American actor Treat Williams dies in motorcycle accident

He was one of the most beautiful suffering Christs of modern American cinema. Sidney Lumet had, in fact, offered him a fabulous, complex, difficult, extreme role, that of a manipulated man, going from euphoria to unbearable moral pain, crushed by an inhuman system. A challenge just as much as one of those occasions like there are few in the life of an actor. American actor Richard Treat Williams died on June 12 in Albany, New York, following a motorcycle accident in Vermont. He was 71 years old.

He was born on 1er December 1951, in Stamford, Connecticut, of a corporate executive father and an antique dealer mother. As a teenager, he was passionate about drama. Conscious, very early, of what his vocation will be, he is part of the theater group of his high school, then of the university of Lancaster, in Pennsylvania.

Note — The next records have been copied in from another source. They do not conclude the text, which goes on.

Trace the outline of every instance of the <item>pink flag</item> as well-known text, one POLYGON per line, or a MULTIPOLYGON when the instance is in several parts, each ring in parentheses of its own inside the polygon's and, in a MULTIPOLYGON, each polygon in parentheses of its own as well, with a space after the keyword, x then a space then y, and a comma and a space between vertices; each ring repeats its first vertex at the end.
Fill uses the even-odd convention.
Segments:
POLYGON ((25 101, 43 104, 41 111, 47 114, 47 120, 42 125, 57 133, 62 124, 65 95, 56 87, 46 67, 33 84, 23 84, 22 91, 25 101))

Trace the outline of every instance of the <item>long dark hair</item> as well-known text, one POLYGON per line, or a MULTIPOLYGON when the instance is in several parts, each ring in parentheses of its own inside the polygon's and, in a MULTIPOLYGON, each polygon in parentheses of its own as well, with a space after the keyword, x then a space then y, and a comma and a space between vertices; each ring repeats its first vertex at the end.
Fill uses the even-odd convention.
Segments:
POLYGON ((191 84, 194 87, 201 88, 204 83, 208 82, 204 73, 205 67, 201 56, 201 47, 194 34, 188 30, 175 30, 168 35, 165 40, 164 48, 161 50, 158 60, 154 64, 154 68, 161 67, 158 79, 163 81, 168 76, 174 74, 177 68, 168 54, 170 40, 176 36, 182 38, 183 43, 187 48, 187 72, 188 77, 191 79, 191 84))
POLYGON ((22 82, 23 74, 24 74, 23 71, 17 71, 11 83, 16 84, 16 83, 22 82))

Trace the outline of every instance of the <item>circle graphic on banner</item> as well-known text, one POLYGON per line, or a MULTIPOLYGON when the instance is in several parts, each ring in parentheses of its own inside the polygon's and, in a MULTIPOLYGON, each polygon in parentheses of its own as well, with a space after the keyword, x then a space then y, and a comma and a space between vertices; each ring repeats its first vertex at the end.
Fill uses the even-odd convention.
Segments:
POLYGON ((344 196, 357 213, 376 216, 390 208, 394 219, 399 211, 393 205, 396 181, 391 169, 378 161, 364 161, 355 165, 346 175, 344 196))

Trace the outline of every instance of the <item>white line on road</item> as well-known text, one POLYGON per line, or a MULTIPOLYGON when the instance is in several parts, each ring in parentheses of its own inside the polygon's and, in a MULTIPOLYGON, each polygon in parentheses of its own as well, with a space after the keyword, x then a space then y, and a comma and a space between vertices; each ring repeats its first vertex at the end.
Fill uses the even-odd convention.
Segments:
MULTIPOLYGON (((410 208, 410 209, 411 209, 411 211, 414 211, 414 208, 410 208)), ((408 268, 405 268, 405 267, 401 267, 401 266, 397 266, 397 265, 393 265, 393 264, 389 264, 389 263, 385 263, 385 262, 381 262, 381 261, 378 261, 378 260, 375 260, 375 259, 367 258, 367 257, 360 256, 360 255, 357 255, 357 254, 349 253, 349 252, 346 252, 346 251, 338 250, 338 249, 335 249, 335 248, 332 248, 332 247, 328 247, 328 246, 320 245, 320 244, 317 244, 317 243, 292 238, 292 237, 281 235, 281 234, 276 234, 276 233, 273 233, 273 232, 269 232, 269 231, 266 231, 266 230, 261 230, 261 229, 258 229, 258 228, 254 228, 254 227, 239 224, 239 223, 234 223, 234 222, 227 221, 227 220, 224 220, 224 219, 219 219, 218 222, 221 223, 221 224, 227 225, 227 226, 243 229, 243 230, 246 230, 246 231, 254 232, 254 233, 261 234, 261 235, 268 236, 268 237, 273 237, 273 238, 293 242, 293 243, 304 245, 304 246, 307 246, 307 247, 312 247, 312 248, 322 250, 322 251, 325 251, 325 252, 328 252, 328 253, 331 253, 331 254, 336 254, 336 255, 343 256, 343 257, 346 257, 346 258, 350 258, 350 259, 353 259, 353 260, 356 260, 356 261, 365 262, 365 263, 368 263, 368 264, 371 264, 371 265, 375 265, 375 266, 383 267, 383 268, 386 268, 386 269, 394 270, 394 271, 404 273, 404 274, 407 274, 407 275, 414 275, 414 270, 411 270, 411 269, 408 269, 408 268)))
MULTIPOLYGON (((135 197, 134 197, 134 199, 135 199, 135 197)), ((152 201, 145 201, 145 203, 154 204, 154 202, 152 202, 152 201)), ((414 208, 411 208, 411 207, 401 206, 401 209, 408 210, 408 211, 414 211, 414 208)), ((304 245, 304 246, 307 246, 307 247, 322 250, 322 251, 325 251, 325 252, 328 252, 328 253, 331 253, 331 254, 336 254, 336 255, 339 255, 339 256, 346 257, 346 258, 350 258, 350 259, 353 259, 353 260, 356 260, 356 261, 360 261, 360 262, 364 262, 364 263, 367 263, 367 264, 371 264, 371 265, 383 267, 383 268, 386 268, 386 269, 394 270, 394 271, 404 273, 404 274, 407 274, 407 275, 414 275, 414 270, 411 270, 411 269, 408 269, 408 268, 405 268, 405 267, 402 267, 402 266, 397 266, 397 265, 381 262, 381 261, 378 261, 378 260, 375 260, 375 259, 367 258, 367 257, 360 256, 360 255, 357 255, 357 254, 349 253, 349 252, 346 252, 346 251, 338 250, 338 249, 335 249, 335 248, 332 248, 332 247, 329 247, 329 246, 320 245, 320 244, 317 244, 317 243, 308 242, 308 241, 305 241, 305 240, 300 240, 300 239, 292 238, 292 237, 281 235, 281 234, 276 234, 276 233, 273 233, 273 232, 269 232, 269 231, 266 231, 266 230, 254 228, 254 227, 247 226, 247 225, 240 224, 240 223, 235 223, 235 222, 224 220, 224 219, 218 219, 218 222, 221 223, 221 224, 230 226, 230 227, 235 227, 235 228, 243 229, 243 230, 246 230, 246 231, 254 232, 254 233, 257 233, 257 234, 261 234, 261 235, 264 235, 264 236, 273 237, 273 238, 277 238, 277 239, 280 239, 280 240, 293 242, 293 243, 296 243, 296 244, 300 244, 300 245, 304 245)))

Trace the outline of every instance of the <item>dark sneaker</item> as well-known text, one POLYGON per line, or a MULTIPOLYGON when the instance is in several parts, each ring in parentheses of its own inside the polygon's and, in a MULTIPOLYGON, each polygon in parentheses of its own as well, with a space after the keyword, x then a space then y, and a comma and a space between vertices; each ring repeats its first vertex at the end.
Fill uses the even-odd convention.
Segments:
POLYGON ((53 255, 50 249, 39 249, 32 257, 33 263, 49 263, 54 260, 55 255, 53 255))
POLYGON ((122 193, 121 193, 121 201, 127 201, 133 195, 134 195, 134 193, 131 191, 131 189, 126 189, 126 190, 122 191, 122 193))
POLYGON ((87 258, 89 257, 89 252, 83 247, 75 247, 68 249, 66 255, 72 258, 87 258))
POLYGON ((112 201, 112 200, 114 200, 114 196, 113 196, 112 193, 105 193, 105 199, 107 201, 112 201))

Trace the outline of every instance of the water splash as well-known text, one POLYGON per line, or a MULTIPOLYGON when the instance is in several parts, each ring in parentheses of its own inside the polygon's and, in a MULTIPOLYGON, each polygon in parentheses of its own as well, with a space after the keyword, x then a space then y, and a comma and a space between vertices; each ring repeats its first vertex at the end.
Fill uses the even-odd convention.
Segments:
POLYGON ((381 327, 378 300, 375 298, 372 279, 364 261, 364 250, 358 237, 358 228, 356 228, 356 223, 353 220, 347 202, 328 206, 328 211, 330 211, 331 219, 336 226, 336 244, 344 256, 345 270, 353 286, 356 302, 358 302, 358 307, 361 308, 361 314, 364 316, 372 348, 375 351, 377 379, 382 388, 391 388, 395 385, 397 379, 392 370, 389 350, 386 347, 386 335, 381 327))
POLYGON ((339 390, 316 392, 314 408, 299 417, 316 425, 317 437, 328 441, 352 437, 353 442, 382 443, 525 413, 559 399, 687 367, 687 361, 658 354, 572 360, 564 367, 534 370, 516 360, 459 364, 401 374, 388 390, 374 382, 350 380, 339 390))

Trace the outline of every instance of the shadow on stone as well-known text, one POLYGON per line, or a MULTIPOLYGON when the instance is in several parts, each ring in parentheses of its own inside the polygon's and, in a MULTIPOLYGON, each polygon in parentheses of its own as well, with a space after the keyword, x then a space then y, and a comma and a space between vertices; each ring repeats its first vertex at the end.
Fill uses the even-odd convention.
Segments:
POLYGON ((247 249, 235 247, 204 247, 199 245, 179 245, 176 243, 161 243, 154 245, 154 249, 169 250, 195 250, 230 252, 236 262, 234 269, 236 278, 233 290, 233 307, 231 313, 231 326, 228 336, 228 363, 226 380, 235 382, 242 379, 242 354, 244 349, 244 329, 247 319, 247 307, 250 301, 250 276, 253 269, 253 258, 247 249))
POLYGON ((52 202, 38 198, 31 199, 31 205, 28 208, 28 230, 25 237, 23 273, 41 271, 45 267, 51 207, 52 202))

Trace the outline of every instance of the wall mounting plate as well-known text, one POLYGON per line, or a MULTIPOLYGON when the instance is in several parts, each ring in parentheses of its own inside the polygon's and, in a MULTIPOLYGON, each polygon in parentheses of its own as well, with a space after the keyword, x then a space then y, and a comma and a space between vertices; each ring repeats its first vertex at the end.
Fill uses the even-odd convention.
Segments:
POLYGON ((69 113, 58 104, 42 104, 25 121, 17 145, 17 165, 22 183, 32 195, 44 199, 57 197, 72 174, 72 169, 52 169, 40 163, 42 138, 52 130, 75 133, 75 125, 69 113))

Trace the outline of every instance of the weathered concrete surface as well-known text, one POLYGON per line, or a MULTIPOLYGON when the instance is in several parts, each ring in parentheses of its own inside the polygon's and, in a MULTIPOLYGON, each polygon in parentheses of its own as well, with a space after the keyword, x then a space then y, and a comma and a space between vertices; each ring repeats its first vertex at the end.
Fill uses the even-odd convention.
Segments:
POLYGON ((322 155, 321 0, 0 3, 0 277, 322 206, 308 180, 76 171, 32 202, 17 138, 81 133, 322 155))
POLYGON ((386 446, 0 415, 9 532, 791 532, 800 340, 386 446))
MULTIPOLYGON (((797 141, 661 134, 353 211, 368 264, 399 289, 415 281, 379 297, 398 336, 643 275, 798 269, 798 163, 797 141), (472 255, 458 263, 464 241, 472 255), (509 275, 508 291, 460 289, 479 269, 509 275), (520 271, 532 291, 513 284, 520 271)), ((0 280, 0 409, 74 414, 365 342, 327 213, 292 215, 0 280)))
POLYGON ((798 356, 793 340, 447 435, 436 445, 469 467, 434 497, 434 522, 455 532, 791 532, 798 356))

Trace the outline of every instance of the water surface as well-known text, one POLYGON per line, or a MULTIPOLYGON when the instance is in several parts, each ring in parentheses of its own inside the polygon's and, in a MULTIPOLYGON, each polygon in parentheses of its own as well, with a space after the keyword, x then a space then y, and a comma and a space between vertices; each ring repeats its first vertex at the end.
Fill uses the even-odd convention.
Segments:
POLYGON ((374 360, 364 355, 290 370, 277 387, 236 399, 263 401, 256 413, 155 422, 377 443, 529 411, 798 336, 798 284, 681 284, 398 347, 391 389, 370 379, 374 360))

He gets one of the main male roles in the musical greaseon Broadway, in 1972. He made his film debut in a few small roles, sometimes uncredited in the credits, in 1975. We notice him a little in John Sturges’ war film, The eagle has flown awayin 1976. He finally entered the cinema through the front door in 1979. Milos Forman (1932-2018) adapted the successful 1967 musical Hate, immersed in the heart of the world of hippies and of this American counter-culture which was one of the Czech filmmaker’s obsessions. Treat Williams burst onto the screen as the leader of a group of young Flower Power enthusiasts, and his performance was then hailed by critics. THE New York Times will write that Williams “was one of the best things the film had to offer. (…) He is the only actor in the film who was able to suggest the euphoric spirit that the original piece wanted to speculate on”. The role earned him a Golden Globe nomination in 1980.

The role of his life

Originally planned for Brian De Palma, The Prince of New York (1981) features Danny Ciello, a New York policeman, inspired by a real character, Detective Robert Leuci, of the narcotics squad. Sidney Lumet (1924-2011), who picked up the film, wanted to hire an actor still little known to play the role of this tortured cop who led to the indictment for corruption of several of his colleagues. It will be Treat Williams, who, to get into the skin of her character, will participate in real police raids. The journey of this anti-hero, manipulated by justice and the FBI, and who will go from enthusiasm to despair after realizing that his investigation would compromise his own friends, is a kind of way of the cross, intensely expressed by a actor who held there, therefore, the role of his life.